Rising Right-Wing Extremism Among Young Australians

Media Release:

A Senate committee has raised concerns about the increasing involvement of young Australians in right-wing extremism. On June 17, representatives from the Centre for Resilient and Inclusive Societies (CRIS) and the Addressing Violent Extremism and Radicalisation to Terrorism (AVERT) Network presented their findings on this troubling trend.

The Australian Security Intelligence Organisation defines right-wing extremism as the support for violence to achieve political outcomes, often linked to ideologies like white supremacism and neo-Nazism. According to CRIS and AVERT, these movements have been growing in Australia, attracting new demographics, including young people.

Professor Michele Grossman of CRIS highlighted the role of social media in this increase, noting that young people’s exposure to extremist content has surged. Extremist groups have become more strategic, targeting their messaging to young audiences.

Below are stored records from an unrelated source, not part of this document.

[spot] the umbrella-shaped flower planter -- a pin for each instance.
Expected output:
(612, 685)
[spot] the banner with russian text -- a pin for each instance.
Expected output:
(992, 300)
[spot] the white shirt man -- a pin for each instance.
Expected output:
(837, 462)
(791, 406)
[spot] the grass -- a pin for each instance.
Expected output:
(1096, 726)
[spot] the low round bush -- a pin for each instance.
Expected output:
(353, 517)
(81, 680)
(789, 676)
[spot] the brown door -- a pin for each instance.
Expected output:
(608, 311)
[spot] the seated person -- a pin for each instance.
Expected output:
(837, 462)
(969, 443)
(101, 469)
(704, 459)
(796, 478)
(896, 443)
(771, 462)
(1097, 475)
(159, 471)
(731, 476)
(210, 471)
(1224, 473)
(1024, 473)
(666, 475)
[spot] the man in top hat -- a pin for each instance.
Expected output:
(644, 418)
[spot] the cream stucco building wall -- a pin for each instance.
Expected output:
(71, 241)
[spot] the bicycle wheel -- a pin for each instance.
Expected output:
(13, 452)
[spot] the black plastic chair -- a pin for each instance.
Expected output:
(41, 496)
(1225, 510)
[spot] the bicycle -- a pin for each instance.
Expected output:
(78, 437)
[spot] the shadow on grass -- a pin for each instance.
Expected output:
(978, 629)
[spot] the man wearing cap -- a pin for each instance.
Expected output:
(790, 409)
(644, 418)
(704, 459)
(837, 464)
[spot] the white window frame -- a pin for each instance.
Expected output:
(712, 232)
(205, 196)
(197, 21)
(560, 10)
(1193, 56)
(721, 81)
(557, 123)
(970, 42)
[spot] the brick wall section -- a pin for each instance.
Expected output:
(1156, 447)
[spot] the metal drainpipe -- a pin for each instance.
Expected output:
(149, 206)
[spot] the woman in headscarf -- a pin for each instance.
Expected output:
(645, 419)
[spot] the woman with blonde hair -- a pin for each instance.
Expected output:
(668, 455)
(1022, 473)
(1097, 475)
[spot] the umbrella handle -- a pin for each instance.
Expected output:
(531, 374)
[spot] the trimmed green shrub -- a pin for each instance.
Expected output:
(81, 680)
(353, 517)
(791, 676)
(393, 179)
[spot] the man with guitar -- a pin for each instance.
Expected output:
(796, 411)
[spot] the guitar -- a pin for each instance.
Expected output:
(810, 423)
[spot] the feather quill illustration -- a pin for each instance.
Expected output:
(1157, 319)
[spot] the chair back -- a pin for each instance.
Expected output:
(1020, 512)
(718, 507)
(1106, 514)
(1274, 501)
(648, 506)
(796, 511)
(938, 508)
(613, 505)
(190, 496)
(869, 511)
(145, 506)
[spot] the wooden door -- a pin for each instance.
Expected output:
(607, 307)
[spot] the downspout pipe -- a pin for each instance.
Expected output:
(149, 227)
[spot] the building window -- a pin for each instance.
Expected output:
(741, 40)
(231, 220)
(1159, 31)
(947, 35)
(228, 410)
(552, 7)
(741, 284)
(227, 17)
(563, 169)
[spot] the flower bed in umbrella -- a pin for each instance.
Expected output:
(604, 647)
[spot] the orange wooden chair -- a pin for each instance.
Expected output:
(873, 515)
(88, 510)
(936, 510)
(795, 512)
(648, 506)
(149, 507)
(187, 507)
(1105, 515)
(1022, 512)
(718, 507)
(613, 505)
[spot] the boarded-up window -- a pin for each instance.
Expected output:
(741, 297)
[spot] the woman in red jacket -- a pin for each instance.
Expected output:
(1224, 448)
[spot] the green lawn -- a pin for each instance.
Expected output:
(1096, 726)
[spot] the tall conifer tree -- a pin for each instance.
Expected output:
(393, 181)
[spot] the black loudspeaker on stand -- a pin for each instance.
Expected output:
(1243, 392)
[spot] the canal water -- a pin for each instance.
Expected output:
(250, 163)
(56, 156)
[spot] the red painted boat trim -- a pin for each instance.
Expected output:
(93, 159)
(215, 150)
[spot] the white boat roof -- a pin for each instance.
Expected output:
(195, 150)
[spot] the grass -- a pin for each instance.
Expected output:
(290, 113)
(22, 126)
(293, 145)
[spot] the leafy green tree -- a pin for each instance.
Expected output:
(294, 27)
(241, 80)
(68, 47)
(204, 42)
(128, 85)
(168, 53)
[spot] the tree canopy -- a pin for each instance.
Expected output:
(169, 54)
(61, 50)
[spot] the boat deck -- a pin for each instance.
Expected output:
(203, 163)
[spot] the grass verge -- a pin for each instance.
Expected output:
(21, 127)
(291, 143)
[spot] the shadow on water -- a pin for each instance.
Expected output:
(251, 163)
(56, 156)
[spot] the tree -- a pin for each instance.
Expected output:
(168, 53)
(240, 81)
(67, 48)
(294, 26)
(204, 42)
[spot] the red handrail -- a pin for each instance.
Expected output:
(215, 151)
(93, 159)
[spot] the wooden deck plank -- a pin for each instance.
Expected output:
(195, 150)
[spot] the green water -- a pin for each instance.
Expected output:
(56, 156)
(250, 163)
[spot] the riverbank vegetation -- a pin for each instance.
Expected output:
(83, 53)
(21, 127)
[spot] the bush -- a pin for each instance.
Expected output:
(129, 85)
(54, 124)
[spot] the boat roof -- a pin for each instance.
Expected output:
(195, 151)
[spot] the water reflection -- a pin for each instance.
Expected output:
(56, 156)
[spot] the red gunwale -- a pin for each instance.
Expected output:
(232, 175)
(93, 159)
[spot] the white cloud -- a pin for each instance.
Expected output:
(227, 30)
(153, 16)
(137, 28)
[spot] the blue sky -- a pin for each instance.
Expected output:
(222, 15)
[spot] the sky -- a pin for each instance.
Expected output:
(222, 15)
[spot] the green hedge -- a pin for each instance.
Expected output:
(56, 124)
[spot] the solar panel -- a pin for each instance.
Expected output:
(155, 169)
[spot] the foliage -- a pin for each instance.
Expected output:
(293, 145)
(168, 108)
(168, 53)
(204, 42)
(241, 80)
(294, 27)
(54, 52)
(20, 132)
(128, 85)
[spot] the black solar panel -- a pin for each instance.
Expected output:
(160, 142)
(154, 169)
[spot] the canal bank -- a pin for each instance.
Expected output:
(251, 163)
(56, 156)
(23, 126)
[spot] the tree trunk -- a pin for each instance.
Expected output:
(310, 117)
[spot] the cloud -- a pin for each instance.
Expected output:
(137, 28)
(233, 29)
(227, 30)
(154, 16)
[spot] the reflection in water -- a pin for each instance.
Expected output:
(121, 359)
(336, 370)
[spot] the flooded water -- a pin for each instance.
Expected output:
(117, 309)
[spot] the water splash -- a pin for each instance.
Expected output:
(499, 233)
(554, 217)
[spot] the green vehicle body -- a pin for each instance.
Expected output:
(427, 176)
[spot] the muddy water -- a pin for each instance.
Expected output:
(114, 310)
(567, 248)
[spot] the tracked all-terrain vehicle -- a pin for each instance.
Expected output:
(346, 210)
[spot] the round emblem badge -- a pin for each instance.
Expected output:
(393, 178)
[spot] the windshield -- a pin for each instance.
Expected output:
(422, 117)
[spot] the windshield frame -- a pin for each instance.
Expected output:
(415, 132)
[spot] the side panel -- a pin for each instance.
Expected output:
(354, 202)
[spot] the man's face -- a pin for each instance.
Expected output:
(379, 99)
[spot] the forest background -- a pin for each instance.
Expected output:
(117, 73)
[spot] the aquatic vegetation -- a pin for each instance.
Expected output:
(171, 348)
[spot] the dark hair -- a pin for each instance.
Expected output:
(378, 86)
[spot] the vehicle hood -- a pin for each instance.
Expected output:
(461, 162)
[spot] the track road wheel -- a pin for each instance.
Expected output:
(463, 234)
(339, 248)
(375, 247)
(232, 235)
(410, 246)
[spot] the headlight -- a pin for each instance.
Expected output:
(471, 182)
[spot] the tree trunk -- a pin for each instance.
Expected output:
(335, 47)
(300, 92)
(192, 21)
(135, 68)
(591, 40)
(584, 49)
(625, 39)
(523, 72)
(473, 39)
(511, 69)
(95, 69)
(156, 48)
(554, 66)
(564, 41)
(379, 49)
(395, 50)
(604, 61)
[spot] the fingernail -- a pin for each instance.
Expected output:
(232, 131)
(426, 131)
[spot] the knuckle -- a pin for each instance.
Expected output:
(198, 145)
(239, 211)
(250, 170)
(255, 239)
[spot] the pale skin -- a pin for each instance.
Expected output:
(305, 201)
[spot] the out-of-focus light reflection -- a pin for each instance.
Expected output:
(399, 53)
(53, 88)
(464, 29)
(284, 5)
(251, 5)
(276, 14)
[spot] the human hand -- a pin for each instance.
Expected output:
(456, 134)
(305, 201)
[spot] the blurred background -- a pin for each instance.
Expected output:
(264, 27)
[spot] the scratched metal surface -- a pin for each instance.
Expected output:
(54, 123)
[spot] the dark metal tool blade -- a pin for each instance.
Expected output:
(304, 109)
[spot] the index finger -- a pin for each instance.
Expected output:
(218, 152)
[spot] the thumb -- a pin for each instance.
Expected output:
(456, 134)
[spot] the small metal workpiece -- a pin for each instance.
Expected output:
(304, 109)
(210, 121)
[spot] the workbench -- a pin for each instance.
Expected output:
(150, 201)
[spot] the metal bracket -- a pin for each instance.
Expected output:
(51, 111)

Grossman cited various factors drawing individuals into extremism, such as feelings of deprivation, climate change frustration, multiculturalism, the housing crisis, and unemployment. To combat this, she stressed the need for media literacy education across Australian schools.

Deradicalisation efforts, particularly for young people on the fence about extremism, were deemed crucial by AVERT representatives. They suggested toolkits to recognize disinformation and mentoring programs to provide guidance and a sense of belonging.

Despite these concerns, some political experts argue that terms like “right-wing” and “left-wing” are outdated and overly simplistic. They advocate for more precise labelling to address the core harmful beliefs behind violent behaviours, rather than broad ideological categories.